Nearly 87,000 people in the Philippines have been ordered to leave their homes immediately following the strongest eruption of Mount Kanlaon in recent years.
The National Disaster Risk Reduction and Management Council on Tuesday directed everyone living within a 10km radius of the volcano to move out to safer areas.
Kanlaon on the central Negros Island is one of the 24 active volcanoes in the Philippines.
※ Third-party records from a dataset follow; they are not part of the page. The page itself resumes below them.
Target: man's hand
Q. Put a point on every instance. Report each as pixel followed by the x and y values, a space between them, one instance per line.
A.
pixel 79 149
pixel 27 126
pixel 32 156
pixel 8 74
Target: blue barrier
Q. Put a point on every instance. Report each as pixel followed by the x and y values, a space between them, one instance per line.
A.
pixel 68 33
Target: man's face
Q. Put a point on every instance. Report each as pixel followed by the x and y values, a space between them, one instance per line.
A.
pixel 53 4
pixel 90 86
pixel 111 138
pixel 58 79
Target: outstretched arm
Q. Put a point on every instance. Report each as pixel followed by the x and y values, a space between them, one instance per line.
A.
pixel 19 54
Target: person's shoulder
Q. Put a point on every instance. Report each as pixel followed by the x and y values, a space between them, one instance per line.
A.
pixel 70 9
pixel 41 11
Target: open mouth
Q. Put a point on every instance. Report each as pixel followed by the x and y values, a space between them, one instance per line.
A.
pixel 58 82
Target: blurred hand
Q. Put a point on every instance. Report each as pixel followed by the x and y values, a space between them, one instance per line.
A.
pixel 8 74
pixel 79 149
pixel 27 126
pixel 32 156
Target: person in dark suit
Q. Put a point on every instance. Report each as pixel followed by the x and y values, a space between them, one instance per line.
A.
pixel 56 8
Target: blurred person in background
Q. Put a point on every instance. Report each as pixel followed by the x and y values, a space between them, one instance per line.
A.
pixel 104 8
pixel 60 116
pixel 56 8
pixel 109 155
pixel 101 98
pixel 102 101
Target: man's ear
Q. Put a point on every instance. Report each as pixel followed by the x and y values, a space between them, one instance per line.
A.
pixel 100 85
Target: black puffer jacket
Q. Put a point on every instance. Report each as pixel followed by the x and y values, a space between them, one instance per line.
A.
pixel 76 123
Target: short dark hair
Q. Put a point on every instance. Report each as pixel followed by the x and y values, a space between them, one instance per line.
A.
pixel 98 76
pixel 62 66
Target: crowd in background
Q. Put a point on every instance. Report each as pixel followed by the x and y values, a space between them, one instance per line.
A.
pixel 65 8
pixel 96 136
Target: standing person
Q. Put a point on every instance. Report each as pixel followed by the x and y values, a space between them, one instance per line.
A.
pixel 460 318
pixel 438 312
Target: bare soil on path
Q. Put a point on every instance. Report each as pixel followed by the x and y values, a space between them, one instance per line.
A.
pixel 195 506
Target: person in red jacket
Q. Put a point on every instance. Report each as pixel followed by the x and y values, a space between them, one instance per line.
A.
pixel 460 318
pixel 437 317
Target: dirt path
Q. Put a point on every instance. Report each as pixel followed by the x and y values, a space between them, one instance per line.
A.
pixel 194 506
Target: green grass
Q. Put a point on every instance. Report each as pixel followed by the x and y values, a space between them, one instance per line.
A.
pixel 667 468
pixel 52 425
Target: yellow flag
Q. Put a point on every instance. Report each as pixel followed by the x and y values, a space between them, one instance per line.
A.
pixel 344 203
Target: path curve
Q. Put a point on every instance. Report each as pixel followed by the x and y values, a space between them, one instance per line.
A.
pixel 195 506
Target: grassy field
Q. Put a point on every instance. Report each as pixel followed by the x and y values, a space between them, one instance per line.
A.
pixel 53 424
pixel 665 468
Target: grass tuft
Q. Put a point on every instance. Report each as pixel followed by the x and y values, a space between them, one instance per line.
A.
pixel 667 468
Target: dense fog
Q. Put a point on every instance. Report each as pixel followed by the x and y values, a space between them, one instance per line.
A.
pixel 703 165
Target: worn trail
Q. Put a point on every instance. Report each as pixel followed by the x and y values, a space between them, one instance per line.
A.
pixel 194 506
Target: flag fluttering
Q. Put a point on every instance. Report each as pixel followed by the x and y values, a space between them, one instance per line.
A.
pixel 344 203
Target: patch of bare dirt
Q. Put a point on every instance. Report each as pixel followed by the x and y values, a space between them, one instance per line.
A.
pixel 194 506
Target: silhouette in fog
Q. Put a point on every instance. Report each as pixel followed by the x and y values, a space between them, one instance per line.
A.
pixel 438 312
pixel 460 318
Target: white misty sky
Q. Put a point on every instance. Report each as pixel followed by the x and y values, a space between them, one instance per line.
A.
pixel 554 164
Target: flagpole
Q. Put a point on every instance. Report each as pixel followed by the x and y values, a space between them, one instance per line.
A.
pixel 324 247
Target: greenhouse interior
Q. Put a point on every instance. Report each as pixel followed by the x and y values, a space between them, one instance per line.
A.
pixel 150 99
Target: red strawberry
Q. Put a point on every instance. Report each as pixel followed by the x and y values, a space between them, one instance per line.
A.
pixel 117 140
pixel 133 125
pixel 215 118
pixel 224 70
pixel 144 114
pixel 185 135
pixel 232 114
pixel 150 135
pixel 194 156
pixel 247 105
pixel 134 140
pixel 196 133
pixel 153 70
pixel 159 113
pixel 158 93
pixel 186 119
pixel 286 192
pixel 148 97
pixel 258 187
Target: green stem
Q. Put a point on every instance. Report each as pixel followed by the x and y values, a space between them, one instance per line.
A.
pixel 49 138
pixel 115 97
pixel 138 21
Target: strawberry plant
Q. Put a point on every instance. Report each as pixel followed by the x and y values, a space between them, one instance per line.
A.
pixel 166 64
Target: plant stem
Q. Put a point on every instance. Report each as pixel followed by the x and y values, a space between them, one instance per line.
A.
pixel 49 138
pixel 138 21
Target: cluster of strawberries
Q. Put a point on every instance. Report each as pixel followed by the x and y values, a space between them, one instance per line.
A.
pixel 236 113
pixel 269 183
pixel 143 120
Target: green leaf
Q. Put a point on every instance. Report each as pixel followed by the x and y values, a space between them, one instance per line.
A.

It erupted for nearly four minutes on Monday, sending a massive column of volcanic ash high into the sky.
The ash fell over a wide area, as far as the Antique province, which lies over 200km across the sea from the volcano, obscuring visibility and posing health risks, Philippine chief volcanologist Teresito Bacolcol said.
Staying within a 4km radius of the volcano was prohibited as a “sudden and more explosive eruption” was still possible, he added.
The Civil Aviation Authority of the Philippines had earlier warned aircraft to avoid the volcano area until Tuesday morning due to the “possible hazards from sudden steam-driven or phreatic eruptions and precursory magmatic activity”.
The volcanic eruption caused at least six domestic and one international flight to be cancelled and two local flights to be diverted on Monday and Tuesday.
The Office of Civil Defense said that a total of 9,403 individuals, or 2,880 families, had been evacuated from five cities and towns around Mount Kanlaon.
The situation remained critical in La Castellana in the Negros Occidental province, where an estimated 46,900 people were reported to be living within the 6km danger zone.
The Philippine Institute of Volcanology and Seismology raised the alert level indicating that a “magmatic eruption” may have started and could progress to more explosive eruptions.
The institute said the alert level could be further elevated from level 3 to 5 of the five-step warning system as the situation remained volatile.
“Anytime it may progress into more explosive explosions even without signal due to its monitoring parameters like volcanic earthquakes and ash emission events,” Mr Bacolcol said.
Maria Antonia Bornas, head of volcano monitoring at the institute, warned of the deadly impact of pyroclastic density currents, which are high-speed surges of hot ash, gases, and fragmented volcanic rock.
“Being hit by these pyroclastic density currents is like being run over by a high-speed vehicle,” she said.
President Ferdinand Marcos Jr said the government was ready to provide support to the displaced villagers and that his social welfare secretary had flown early Tuesday to the affected region.
“We are ready to support the families who have been evacuated outside the 6km danger zone,” he told reporters.
Authorities had established evacuation centres and were seeking supplies of face masks, food and hygiene packs.
Schools were shut and a nighttime curfew imposed in the most vulnerable areas as doctors urged those in the danger zones to wear masks.
“It is a one-time but major eruption,” Mr Bacolcol told the Associated Press news agency, adding that volcanologists were assessing if it was old volcanic debris and rocks clogged in and near the summit crater that was expelled or the explosion was caused by rising magma from underneath. Few volcanic earthquakes were detected ahead of the explosion, he said.
Mount Kanlaon, a 2,435m volcano, has erupted over 40 times since 1866. It last erupted in June this year, sending hundreds of villagers to emergency shelters.
Another eruption in 1996 killed at least three hikers near the peak.